Great Financial Mortgage President Talks Rapid Re-Score With ABC7 News

 
An electronic technique that works directly with the three major credit bureaus allowing consumers the ability to immediately repair and boost credit score in as little as 5-7 days.

ABC7 news consumer specialist Ric Romero interviewed Gavin Fenske, President of Great Financial Mortgage, www.greatfinancialmortgage.com , about the Rapid Re-Score option. Rapid re-scoring allows customers seeking mortgage financing the opportunity to immediately repair erroneous information that is currently on the credit report and boost their scores in about 5-7 days. This can mean getting better interest rates and better terms on a loan versus taking a sub-prime loan that offers higher rates and uncomfortable terms. Asked why this is an important feature, Fenske explained that rates and programs are based upon a client's credit score. Typically, through regular channels, it would take a consumer 2-3 months to repair their credit going directly through the three major credit bureaus (Experian, Equifax and TransUnion).

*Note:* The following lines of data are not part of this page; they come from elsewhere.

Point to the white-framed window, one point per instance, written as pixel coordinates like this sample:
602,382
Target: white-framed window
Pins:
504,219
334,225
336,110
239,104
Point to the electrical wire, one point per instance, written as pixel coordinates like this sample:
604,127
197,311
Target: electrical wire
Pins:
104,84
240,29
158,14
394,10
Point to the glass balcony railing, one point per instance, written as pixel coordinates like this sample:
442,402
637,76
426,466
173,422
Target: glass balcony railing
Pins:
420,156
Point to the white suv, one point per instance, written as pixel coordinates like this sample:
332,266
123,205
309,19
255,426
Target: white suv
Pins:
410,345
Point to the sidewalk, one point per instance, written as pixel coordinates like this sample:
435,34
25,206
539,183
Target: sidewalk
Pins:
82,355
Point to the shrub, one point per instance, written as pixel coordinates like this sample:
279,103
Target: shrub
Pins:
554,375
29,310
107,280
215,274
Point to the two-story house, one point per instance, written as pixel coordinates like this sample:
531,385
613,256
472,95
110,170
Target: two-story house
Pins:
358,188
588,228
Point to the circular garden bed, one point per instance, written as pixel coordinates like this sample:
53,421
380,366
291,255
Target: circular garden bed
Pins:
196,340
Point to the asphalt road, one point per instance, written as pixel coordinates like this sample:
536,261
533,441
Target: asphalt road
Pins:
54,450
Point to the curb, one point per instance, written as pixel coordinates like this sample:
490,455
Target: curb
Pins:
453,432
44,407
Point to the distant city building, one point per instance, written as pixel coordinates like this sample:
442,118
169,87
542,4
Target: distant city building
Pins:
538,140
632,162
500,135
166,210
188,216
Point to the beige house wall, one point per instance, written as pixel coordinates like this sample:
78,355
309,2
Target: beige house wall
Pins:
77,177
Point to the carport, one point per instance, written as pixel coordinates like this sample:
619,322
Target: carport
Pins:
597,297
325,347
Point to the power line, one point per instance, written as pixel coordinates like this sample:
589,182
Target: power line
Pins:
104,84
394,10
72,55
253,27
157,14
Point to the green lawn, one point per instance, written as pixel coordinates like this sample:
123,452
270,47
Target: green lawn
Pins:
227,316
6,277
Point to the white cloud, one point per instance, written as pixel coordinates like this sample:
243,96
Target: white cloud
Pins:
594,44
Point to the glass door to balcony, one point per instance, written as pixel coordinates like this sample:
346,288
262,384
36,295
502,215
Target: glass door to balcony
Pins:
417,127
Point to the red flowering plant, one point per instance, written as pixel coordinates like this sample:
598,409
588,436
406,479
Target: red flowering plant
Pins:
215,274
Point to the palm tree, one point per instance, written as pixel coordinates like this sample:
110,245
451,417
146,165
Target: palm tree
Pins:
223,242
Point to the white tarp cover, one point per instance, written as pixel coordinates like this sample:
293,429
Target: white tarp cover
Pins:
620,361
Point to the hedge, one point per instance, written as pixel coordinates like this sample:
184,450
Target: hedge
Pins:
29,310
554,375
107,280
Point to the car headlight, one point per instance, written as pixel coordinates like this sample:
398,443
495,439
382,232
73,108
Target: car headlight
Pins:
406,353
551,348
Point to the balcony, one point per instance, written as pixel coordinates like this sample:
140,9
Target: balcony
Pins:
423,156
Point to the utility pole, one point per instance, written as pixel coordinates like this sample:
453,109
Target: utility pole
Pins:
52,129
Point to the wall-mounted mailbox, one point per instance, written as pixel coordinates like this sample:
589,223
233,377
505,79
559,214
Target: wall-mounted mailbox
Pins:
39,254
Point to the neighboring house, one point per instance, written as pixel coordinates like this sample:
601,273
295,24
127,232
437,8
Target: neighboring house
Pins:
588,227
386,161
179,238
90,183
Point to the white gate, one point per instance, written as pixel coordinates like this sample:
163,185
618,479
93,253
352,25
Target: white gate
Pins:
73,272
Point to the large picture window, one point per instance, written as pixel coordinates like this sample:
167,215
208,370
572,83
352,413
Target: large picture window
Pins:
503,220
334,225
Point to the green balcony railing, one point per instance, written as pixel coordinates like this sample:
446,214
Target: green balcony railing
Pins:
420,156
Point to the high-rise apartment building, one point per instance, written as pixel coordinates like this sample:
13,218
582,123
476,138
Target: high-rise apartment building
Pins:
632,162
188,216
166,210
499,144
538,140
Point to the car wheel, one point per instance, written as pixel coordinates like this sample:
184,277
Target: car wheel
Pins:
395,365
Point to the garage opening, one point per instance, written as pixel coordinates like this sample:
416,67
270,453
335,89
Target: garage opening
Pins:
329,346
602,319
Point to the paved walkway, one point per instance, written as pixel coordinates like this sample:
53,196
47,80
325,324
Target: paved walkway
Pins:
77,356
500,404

Rapid re-scoring requires that the consumer have proof that the item on the report is being reported erroneously. The proof can take the form of a deletion letter, satisfaction of judgment, release of lien, bankruptcy papers, letter showing settlement of a collection, or any other significant form.

Fenske pointed out that consumers can ask their loan officer to reveal the data the lender obtained and review any possible mistakes. Unfortunately, many consumer credit reports still reflect information that is not accurate even after the consumer has resolved the matter. Errors typically can take from 2-3 months to resolve. In today's market, buyers are left at a disadvantage in obtaining the best possible rates and programs because lenders put great weight on credit scores. However, by using the rapid re-scoring capability available through most lenders, Great Financial Mortgage can assist consumers and significantly speed up the tedious process of removing erroneous information. Getting a new credit score in 5-7 days versus 2-3 months can make a world of difference and save thousands of dollars over the life of a loan.

In a market where homes are moving in days and rates are poised to move up, timing is everything when securing the right loan or refinancing a home. Fenske said, "We find that customers who have erroneous items showing on their credit reports and the documentation to prove otherwise, gain a tremendous advantage in the rates and programs offered to them following Rapid re-scoring."